2.6.15

Teach Out

Twice a week, during this semester, I have joined some other students to go out to the townships and tutor disadvantaged high school students. This has all be part of a student organization called TeachOut.

TeachOut is a project under a larger umbrella organization called Ubunye that promotes social development. TeachOut operates under this umbrella along with Inkanyezi (a mentorship program) and Thetani Debating League (formerly the Township Debating League or TDL).

There is another student organization at UCT called Shawco, where student volunteers from the university work with young people in disadvantaged conditions. A couple of my housemates and friends work with Shawco. That organization appears to be more well-represented in the materials for students coming to study at UCT for a semester. I knew about it before I got here, but I only learned about Ubunye and its parts during the IAPO student orientation back in early February.

Ubunye is a much smaller organization, funded almost exclusively from student fund-raising activities. Part of what drew me to it was the fact that they work with high school students (Shawco generally focusses on younger primary school learners). As someone who is not always particularly fond of children, I find interacting with teenagers to be easier and more meaningful. I also liked the underdog, grassroots feel of Ubunye and its projects.

Twice a week, I have jumped into a van with other volunteers from UCT and trucked off to the townships.

On Mondays I work with high school students in Gugulethu. It was a bit daunting at the beginning of the semester as I walked into a classroom to work with 25 students, using a scratched up chalk-board to try and work through algebra problems. Over the course of the semester, most of the boys have apparently come up with something better to do on a Monday afternoon, so for the last few weeks, I have mostly worked with a small group of dedicated girls. I love that these young women are subverting stereotype and rocking the higher math!



Please forgive the Humanitarians of Tinder style photographs. TeachOut was holding a selfie contest among the tutors to help with recruiting (having us post selfies to facebook with a blurb about why we do it). Ever willing to participate...
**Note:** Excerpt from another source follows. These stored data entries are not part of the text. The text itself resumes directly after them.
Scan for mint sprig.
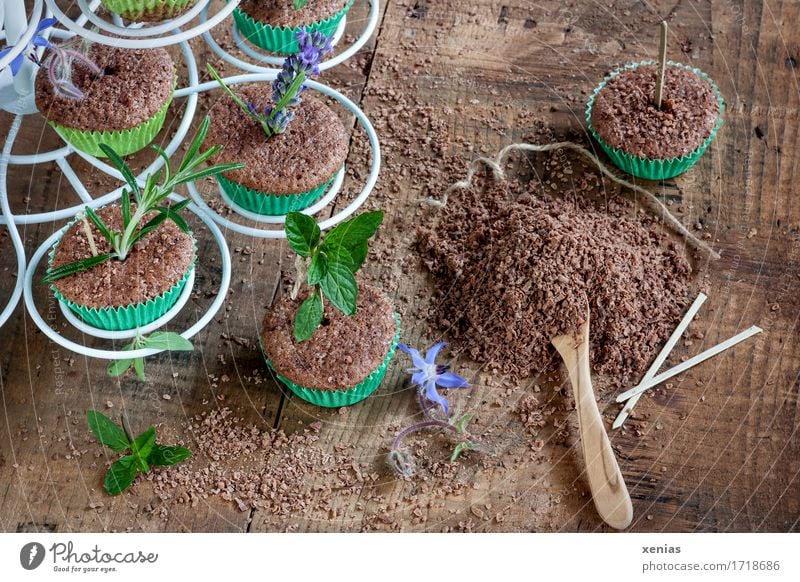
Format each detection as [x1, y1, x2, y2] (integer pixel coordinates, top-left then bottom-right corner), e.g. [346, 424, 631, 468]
[285, 210, 383, 342]
[107, 331, 194, 382]
[293, 0, 310, 9]
[87, 410, 191, 496]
On Tuesdays, I am the token Maths tutor (it is plural here for some reason) in a group of English tutors that go to a yabonga in Mfuleni. Yabongas are community centres developed to support members of the community living with HIV. The setting is much more informal, and I work with students from multiple high schools in the area, all of whom have been touched by HIV in some way (whether infected themselves or have family members who are). In general, at Mfuleni, I work with somwhere between 2 and 8 students, varying dependent on who comes to the centre that day and who feels more like doing English than Maths.
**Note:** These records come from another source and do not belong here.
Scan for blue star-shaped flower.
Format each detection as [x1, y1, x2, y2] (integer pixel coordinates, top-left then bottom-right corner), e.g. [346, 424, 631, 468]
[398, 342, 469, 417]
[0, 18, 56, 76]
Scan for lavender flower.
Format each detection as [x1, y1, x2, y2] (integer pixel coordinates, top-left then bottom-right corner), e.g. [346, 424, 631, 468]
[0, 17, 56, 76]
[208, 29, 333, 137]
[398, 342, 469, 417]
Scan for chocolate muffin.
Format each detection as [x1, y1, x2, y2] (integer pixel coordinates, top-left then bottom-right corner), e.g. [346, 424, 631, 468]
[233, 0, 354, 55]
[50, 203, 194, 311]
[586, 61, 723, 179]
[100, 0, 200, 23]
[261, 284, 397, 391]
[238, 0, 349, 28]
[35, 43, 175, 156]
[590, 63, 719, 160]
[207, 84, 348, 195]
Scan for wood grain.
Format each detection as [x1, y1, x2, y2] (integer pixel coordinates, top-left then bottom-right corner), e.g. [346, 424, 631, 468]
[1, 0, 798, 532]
My boys at Yabonga Mfuleni

They take themselves so seriously...

...but got them to crack up when I joked about their police photos.


Some good camp among the kids.


And yes, they love my play-dough hair

Some sessions are hard to get going when there is a soccer ball around.
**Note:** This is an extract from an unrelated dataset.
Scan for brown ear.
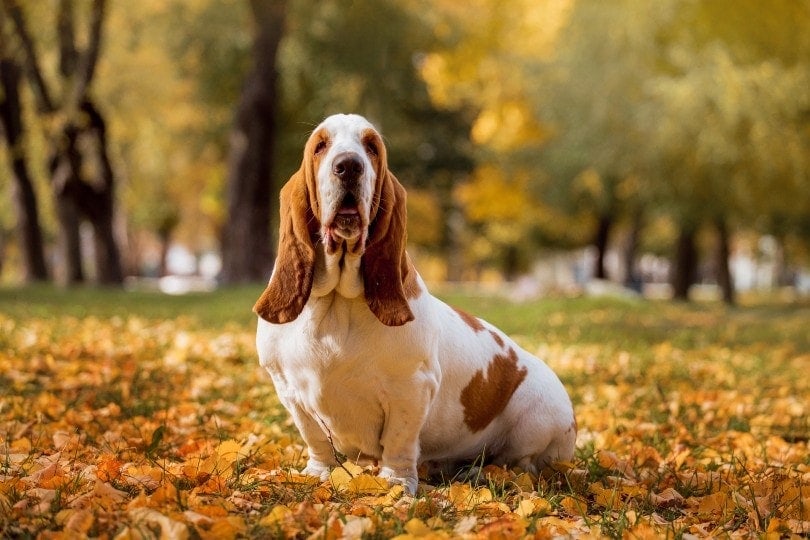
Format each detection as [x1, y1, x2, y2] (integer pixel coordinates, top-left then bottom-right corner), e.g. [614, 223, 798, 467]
[362, 171, 415, 327]
[253, 172, 316, 324]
I will miss working with these kids. Even the administratively difficult days of miscommunications between schools, TeachOut, and us volunteers proved to be some of the most interesting and rewarding times spent in this country. It has opened my eyes to another side of South Africa and enriched my experience as a tourist, as a student, and as a person.

I encourage anyone, as I was encouraged, coming to South Africa to spend some time volunteering with an organization like TeachOut and Ubunye and expand the breadth of their experience here.